Thursday, March 22, 2012

Safe and Secure Data (part 3): email, passwords and Paris Hilton's dog

Email is Not Secure

If the data you are sending is supposed to be private do not send it unencrypted in an email. Email can be secure, but it generally is not. Email suffers from two problems.

  1. You only can control part of the trip. Even if you set your email to be transmitted on a secure channel (SSL/TLS), that only applies on the trip from your computer to the mail sending server (probably not the receiving server). What happens after that is out of your hands. If you are worried about Homeland Security snooping through your files, then consider that the letter you sent across town in Vancouver, Canada could have quite easily gone went through a US server.
  2. Email is stored. A copy is stored on your computer, a copy on the recipient's. If you are using Yahoo, Gmail, or Hotmail then they store a copy. So that love letter (or banking information/ passwords)  you sent to someone you trust 5 years ago is sitting on some back-up drive or old computer forgotten about. In a readable form. It happens all the time that someone gets a hold of this old information.

Password Security

The number one thing you can do for your data security is to pay attention to your passwords. Some nefarious individual can get hold of your passwords and look at your personal information, run up your long distance bill, run up your credit cards. This can all happen within minutes of your security being compromised. Remember, the hackers are pros with computers. Their stealing is fully automated.
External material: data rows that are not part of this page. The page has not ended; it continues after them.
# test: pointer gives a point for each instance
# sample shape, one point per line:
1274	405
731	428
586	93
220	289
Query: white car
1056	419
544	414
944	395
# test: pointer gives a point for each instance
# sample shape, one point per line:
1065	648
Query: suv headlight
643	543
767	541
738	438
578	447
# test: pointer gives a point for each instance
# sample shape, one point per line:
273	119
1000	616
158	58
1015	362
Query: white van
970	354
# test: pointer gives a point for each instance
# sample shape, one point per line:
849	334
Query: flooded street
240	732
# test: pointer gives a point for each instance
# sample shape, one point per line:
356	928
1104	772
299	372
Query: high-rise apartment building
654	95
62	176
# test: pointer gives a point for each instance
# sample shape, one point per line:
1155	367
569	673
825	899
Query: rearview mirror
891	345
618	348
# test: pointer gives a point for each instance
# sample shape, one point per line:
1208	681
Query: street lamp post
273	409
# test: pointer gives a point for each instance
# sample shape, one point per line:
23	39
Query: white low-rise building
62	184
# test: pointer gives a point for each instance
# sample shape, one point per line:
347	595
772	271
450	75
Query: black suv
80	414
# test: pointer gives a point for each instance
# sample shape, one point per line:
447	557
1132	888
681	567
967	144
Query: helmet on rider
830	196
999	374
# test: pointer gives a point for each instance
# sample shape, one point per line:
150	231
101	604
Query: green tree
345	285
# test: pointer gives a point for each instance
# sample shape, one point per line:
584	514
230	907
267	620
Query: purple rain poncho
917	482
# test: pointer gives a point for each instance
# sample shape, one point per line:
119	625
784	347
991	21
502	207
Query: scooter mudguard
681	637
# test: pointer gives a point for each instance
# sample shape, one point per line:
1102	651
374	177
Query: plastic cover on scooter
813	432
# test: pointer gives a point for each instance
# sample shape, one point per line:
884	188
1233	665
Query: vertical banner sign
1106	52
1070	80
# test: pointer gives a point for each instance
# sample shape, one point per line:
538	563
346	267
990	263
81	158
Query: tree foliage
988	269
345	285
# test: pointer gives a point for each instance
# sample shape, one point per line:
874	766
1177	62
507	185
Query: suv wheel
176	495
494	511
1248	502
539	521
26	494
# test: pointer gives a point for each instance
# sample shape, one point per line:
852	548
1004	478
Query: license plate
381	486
So, is your password easy to guess? Before you answer that, don't think that the approach will be: "Well I know Jane likes roses so lets try 'Red Rose'." Think that someone high speed password machine with a data base of a couple of million common passwords like: "password", "password123", "p&ssw0rd123", last four digits of your phone number, all of the words in Webster's  Dictionary, and it turns out lots of common phrases are suspect as well.  Don't be scared.  Just follow the rules:
  • Make your passwords long with a mix of case, number and letters.
  • Have multiple passwords: Use different passwords for banking, email, and low-risk situations like customer surveys. 
  • Change your passwords. 
REMEMBER THIS: when you type a password into a web-site or send it in a email, you have lost control of who has access to it!

Food for Thought

The News of the World phone hacking scandal in the UK shows how easy it is to get your personal information. The techniques are the same whether you are having your identity stolen, having your long distance bill run up, or just selling newspapers.
  1. Your phone is cloned, and then they use the default auto-connect to get to your voice mail.
  2. Your passwords are compromised by either:
    • Checking the phone's default password.
    • Answer the security question to get the password.
    • More techniques.
Obviously none of this may work.  But will it work for against you?

My personal favourite is a scam involving resetting Paris Hilton's mobile phone password by answering the security question. It turns out that Paris Hilton's security question was something like: what is the name of your dog? Yes that dog: the dog she has been photographed with countless times.

Disclaimer: This blog is about some security issues, not a recipe book on hacking. I know that some of the threats outlined don't work very well as stand-alone techniques, but they have been used to hack into private areas.